Polyester (A) composed of ethylene terephthalate and / or ethylene naphthalate having a melting point of 240 to 265 ° C. and 90% by weight or more, 80 to 95% by weight, melting point of 185 to 235 ° C. and 90% by weight or more of butylene terephthalate The base layer is composed of a mixture containing 5 to 20% by weight of the thermoplastic resin (B) that is composed,
A polymer composed of 96% by weight or more of polyester (C) composed of ethylene terephthalate having a melting point of 240 to 265 ° C. and 90% by weight or more is laminated on at least one surface of the base layer, and the laminated thickness of the polymer is the whole film 5-30% of the thickness of the film, the total thickness of the film is 5-50 μm,
A biaxially oriented polyester film characterized in that the surface oligomer amount of the film is 24 mg / m ² or less. 2. The biaxial material according to claim 1, wherein the base layer contains a polyester (D) having a glass transition point of 15 ° C. or less and 10 to 85% by weight of a polyether copolymerized with a polyether (D). Oriented polyester film.
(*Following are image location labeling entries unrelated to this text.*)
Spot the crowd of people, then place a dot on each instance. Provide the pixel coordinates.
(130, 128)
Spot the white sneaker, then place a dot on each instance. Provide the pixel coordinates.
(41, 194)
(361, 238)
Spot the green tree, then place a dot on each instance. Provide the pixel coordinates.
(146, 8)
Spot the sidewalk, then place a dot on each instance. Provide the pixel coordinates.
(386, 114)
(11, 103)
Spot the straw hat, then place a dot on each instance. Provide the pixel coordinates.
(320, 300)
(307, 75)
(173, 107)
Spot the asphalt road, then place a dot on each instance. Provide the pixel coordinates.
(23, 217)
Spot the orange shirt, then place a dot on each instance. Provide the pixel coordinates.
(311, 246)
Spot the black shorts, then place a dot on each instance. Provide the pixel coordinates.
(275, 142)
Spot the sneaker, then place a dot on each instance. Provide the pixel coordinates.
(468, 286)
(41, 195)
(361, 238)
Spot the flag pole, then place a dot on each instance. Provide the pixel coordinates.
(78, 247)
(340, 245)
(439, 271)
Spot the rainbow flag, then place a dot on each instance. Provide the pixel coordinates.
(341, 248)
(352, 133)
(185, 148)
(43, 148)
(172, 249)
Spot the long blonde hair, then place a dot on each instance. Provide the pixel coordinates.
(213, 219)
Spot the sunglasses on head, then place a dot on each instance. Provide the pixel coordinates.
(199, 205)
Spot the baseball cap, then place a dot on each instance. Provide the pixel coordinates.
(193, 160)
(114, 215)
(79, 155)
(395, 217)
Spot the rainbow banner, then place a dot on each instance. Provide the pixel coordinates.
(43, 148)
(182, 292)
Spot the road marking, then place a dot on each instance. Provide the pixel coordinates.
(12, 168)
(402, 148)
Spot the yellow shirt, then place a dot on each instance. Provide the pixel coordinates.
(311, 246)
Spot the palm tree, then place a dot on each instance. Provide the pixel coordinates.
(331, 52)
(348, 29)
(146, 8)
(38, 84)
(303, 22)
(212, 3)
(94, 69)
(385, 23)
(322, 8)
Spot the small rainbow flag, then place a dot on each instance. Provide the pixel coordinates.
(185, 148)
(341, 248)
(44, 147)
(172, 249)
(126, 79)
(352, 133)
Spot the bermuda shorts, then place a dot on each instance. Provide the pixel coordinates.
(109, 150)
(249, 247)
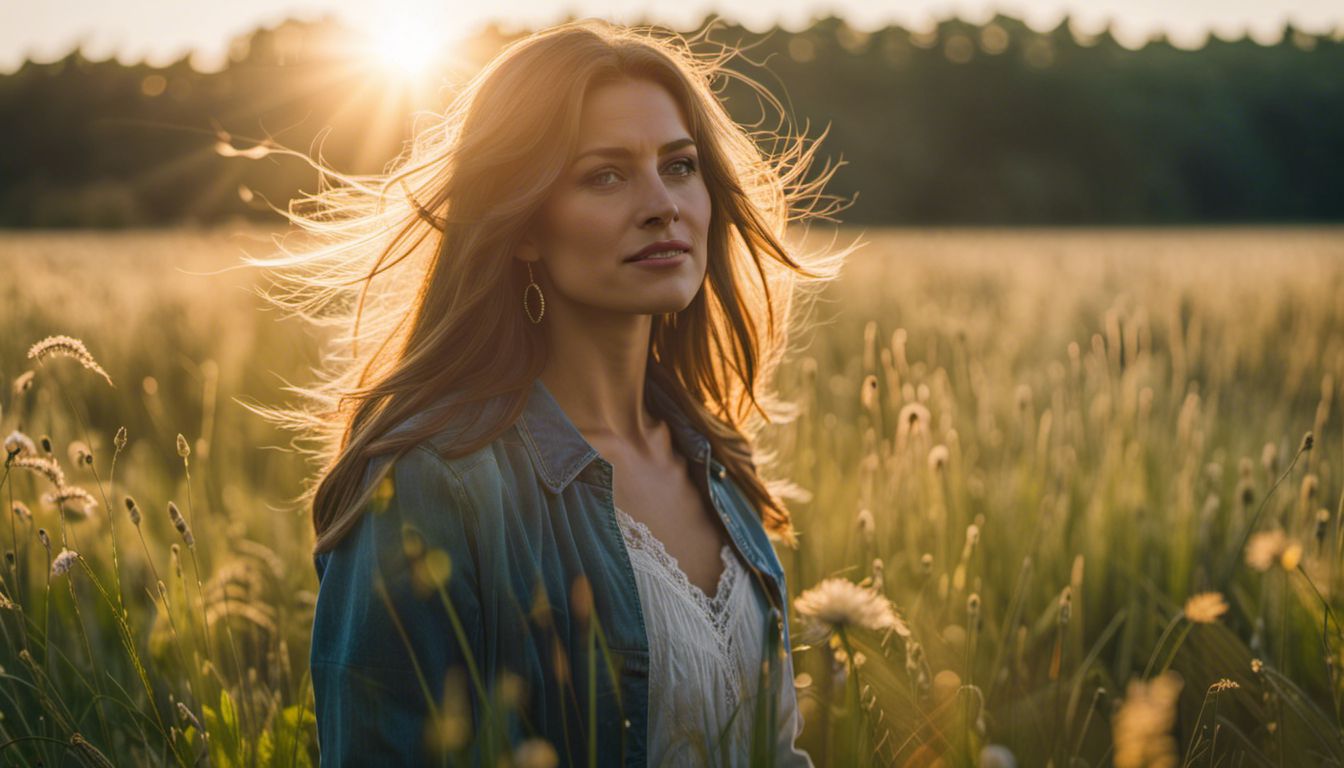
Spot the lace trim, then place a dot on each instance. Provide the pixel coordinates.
(639, 537)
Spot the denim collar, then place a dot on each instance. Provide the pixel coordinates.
(559, 449)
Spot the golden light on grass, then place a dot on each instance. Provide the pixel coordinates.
(1144, 722)
(1206, 607)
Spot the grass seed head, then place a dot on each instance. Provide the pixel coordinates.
(1269, 457)
(180, 523)
(66, 347)
(63, 562)
(1204, 608)
(46, 467)
(1144, 721)
(23, 384)
(1265, 548)
(19, 444)
(133, 510)
(79, 453)
(938, 457)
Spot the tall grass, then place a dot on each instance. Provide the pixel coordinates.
(1074, 463)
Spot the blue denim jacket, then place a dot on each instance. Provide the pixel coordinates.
(520, 521)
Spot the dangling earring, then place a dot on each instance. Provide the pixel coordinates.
(531, 284)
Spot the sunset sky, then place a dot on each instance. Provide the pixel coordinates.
(160, 31)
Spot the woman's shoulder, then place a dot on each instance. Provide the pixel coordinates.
(463, 435)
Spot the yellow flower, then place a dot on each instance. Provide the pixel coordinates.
(839, 603)
(1206, 607)
(1265, 548)
(1144, 722)
(1292, 556)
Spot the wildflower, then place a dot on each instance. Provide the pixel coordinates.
(1265, 548)
(937, 457)
(67, 347)
(1143, 724)
(133, 511)
(1292, 556)
(1204, 608)
(180, 523)
(535, 753)
(63, 562)
(839, 604)
(19, 444)
(46, 467)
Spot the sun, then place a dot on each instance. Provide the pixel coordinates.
(406, 46)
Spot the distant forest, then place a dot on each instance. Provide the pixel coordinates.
(969, 124)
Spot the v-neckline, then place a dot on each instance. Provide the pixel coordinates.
(712, 603)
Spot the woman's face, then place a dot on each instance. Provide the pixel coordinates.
(635, 182)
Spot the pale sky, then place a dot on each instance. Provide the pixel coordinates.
(160, 31)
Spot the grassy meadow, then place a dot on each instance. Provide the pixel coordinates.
(1075, 462)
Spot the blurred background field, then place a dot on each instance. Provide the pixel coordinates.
(1077, 427)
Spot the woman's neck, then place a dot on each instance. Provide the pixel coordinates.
(596, 371)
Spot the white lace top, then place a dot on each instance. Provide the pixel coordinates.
(704, 659)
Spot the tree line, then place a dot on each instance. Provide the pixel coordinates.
(965, 124)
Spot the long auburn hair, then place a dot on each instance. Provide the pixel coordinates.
(414, 266)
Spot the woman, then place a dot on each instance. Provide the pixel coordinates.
(539, 523)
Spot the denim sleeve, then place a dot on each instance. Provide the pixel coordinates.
(790, 721)
(383, 635)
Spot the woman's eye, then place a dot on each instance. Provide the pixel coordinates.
(687, 166)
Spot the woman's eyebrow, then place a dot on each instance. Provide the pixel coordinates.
(625, 152)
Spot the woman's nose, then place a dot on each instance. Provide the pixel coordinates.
(660, 207)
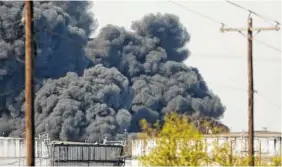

The biaxially oriented polyester film according to claim 2 , wherein the polyester (D) is obtained by copolymerizing polybutylene terephthalate with polytetramethylene glycol. The biaxially oriented polyester film according to any one of claims 1 to 3, wherein the haze of the film is 8% or less. The biaxially oriented polyester film according to any one of claims 1 to 4, wherein the melt extrusion temperature of the polyester (C) is a melting point +10 to + 35 ° C. The biaxially oriented polyester film according to any one of claims 1 to 5, wherein the heat treatment temperature after biaxial stretching is from the melting point of the thermoplastic resin (B) to -50 ° C to the melting point. 7. The biaxially oriented polyester film according to claim 1, wherein the intrinsic viscosity of the polyester (C) is 0.4 to 1.5 dl / g. The biaxially oriented polyester film according to any one of claims 1 to 7, wherein the total of the retort shrinkage in the longitudinal direction and the width direction of the film is 3.6% or less. The plane orientation coefficient of a film is 0.10-0.18, The biaxially-oriented polyester film in any one of Claims 1-8 characterized by the above-mentioned.